A true sagittal view of the lower sacrum may only demonstrate the ossification centre of the body due to an insufficiently ossified neural arch.

Pitfall 5.

Splaying in the thoracic region will be mimicked by imaging the ribs and not the ossification centre of the transverse process.

Delayed Ossification of the Fetal Spine.

The sacrum may show incomplete ossification prior to 25 weeks' gestational age ( Figure 12-12 ).

3D Fetal Spinal Ultrasound.

Three-dimensional imaging is able to provide the sonologist with even more self-explanatory images of the fetal spine and rib-cage. In most cases a transabdominal approach suffices, but in obese women and in those in which a breech fetal lie is obscuring a more direct approach to the spine, transvaginal scanning is able to provide dramatic images of spinal anatomy, especially if three-dimensional ultrasound is used.

The main difference between two and three-dimensional ultrasound is that with three-dimensional ultrasound a volume dataset of the whole spine is acquired. After acquisition, the operator can choose to navigate through this volume, applying in post-processing a series of rendering modalities to highlight the skin contour, the bony skeleton and to render the coronal plane. This, in turn, determines a higher degree of accuracy in reaching the final diagnosis and in its characterization both from a diagnostic and a prognostic standpoint ( Figure 12-13 ).

Iniencephaly

Iniencephaly is included here as it has features of both a cranial and a spinal lesion.
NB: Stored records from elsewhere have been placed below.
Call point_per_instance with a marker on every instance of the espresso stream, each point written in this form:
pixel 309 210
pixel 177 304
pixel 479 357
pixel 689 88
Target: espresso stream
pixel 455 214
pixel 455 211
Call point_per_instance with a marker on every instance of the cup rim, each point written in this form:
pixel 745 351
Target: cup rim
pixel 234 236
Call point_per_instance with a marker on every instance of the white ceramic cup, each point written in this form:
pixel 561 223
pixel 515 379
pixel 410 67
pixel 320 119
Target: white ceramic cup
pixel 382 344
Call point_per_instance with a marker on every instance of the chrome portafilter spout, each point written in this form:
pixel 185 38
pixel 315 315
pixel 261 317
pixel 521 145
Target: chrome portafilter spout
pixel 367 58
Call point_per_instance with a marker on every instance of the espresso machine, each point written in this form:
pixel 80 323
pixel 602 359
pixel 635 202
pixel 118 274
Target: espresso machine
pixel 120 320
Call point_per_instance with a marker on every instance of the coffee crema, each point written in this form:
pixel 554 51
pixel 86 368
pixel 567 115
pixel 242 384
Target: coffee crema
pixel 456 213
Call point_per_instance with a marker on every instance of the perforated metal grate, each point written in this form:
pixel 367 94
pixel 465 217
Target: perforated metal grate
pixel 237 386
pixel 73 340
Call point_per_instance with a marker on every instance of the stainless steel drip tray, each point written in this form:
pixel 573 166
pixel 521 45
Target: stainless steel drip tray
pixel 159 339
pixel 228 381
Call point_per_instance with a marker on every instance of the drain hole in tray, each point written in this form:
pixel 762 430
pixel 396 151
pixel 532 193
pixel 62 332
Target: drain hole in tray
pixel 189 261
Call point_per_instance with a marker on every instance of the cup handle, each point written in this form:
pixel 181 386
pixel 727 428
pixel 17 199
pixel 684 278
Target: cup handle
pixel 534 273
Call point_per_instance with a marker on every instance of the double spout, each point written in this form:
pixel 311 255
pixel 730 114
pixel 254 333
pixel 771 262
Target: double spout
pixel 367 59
• This is a rare abnormality with a prevalence of 0.1–10:10,000 births. It has a pronounced female predilection F9: M1.

• This is a rare dysraphic malformation which has three major primary defects: a deficient occiput and inion combined with rachischisis of the cervical and thoracic spine with retroflexion of the head.

• The exact aetiology is unknown, but seasonal and yearly variations exist. Other contributing factors include low parity and low socioeconomic status.

The diagnostic criteria for iniencephaly are:

• A variably sized deficit of the occipital bones resulting in an enlarged foramen magnum ( Figure 12-14 ).

  

• Partial or total absence of several cervical and thoracic vertebrae with incomplete closure of the vertebral arches and/or bodies. Any vertebrae that are visible are often abnormally fused to each other.

• Significant shortening of the spinal column due to marked lordosis and hyperextension of the malformed cervical–thoracic spine.

• The profound fixed hyperextension and lack of a neck will result in an upward-turned face and mandibular skin directly in continuity with the skin of the chest ( Figures 12-15 and 12-16 ) and the fetal occiput will be adjacent to the thoracic spine ( Figure 12-16 ).

  
  

There are almost always (84% of cases) additional abnormalities in this invariably fatal defect.

Open Spinal Dysraphisms

Spinal cord malformations are collectively referred to as spinal dysraphisms. They are generated from defects occurring in the early embryologic stages of gastrulation (weeks 2–3), primary neurulation (weeks 3–4), and secondary neurulation (weeks 5–6).

Spina Bifida

Incidence: 1 in 1000 at birth. There is a higher prevalence in Whites and in Hispanics than in African-Americans and Asians. The birth prevalence of spina bifida is slowly decreasing due to the increased prenatal detection rate.